Q: Can I use algebraic manipulation to solve linear equations?

A: Yes, you can use algebraic manipulation to solve linear equations. Algebraic manipulation involves using mathematical operations such as addition, subtraction, multiplication, and division to simplify the equation and isolate the variable.

Q: How do I graph linear equations?

A: To graph a linear equation, you need to plot two points on the coordinate plane that satisfy the equation.
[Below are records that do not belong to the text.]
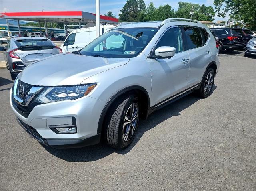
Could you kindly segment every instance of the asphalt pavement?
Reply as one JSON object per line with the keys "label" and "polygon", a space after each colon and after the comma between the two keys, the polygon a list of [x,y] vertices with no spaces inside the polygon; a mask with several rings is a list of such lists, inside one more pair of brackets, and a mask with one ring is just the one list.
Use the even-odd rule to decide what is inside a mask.
{"label": "asphalt pavement", "polygon": [[0,190],[256,190],[256,59],[220,55],[212,94],[188,95],[141,121],[131,145],[42,146],[9,106],[0,70]]}

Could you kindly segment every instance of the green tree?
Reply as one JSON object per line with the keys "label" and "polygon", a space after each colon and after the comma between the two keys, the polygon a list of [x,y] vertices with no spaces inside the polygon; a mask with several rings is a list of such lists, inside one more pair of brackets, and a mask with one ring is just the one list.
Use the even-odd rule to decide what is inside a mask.
{"label": "green tree", "polygon": [[187,2],[180,1],[179,7],[176,12],[176,16],[178,18],[190,19],[191,15],[189,14],[193,6],[192,19],[199,21],[212,21],[214,19],[215,12],[212,7],[206,7],[204,4],[202,6],[199,4],[194,4]]}
{"label": "green tree", "polygon": [[154,21],[156,20],[156,8],[152,2],[150,2],[146,10],[146,14],[143,21]]}
{"label": "green tree", "polygon": [[173,18],[175,16],[174,10],[169,5],[161,5],[156,9],[154,15],[155,20],[164,20],[168,18]]}
{"label": "green tree", "polygon": [[230,19],[237,23],[243,22],[256,29],[256,3],[249,0],[214,0],[218,16],[225,17],[230,11]]}
{"label": "green tree", "polygon": [[200,21],[212,21],[215,12],[212,6],[206,7],[204,4],[199,9],[198,20]]}
{"label": "green tree", "polygon": [[123,8],[120,10],[119,20],[122,22],[139,21],[143,19],[143,13],[145,8],[144,0],[127,0]]}
{"label": "green tree", "polygon": [[111,11],[108,11],[106,14],[105,14],[105,16],[108,17],[112,17],[113,18],[116,18],[116,16],[114,15],[114,14]]}

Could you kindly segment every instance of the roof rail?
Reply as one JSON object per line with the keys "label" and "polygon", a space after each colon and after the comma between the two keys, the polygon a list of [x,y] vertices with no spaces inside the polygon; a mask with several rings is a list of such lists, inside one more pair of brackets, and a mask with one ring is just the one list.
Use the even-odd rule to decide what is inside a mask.
{"label": "roof rail", "polygon": [[169,19],[166,19],[164,20],[163,21],[163,22],[161,24],[161,25],[163,25],[164,24],[166,24],[167,23],[171,22],[172,21],[188,21],[189,22],[193,22],[196,23],[200,23],[202,24],[200,21],[198,21],[196,20],[193,20],[192,19],[184,19],[182,18],[170,18]]}
{"label": "roof rail", "polygon": [[140,21],[130,21],[129,22],[123,22],[119,23],[118,25],[116,26],[116,27],[118,26],[121,26],[121,25],[127,25],[128,24],[132,24],[133,23],[139,23],[141,22]]}

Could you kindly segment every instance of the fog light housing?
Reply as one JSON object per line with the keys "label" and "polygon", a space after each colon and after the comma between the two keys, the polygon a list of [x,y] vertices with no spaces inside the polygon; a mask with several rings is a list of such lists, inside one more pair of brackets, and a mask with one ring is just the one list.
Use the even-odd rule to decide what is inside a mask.
{"label": "fog light housing", "polygon": [[72,124],[49,125],[49,128],[58,134],[77,133],[76,118],[72,117]]}
{"label": "fog light housing", "polygon": [[56,130],[60,133],[76,133],[76,127],[66,127],[62,128],[56,128]]}

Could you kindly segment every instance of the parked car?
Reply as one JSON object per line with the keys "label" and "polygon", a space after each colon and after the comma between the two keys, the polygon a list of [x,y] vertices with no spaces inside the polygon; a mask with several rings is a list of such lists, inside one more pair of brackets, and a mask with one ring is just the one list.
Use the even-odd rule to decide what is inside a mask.
{"label": "parked car", "polygon": [[246,42],[253,37],[253,33],[250,29],[242,28],[242,30],[243,31],[243,32],[244,32],[244,37]]}
{"label": "parked car", "polygon": [[7,39],[0,36],[0,44],[3,44],[4,43],[7,43]]}
{"label": "parked car", "polygon": [[58,41],[58,39],[57,37],[52,37],[51,38],[51,40],[52,41]]}
{"label": "parked car", "polygon": [[61,49],[42,37],[20,37],[8,41],[4,57],[12,79],[25,67],[38,60],[62,53]]}
{"label": "parked car", "polygon": [[12,36],[12,38],[18,38],[18,37],[20,37],[20,35],[19,34],[16,34],[14,36]]}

You can then draw a line through the two points to represent the equation.

Conclusion

Solving linear equations is a fundamental concept in mathematics, and understanding it is essential for success in algebra and beyond. By following the steps outlined in this Q&A guide, you'll be able to solve linear equations with confidence and accuracy. Remember to practice regularly and check your solutions to ensure that you're on the right track.

Practice Problems

Try solving the following linear equations using the steps outlined in this article:

1. $$2x + 3 = 11$$

2. $$x - 4 = 9$$

3. $$3x + 2 = 14$$

References

• Linear Equations
• Algebraic Manipulation
• Graphing Linear Equations

About the Author

The author of this article is a mathematics educator with a passion for making complex concepts accessible to students of all levels. If you have any questions or comments, please don't hesitate to reach out.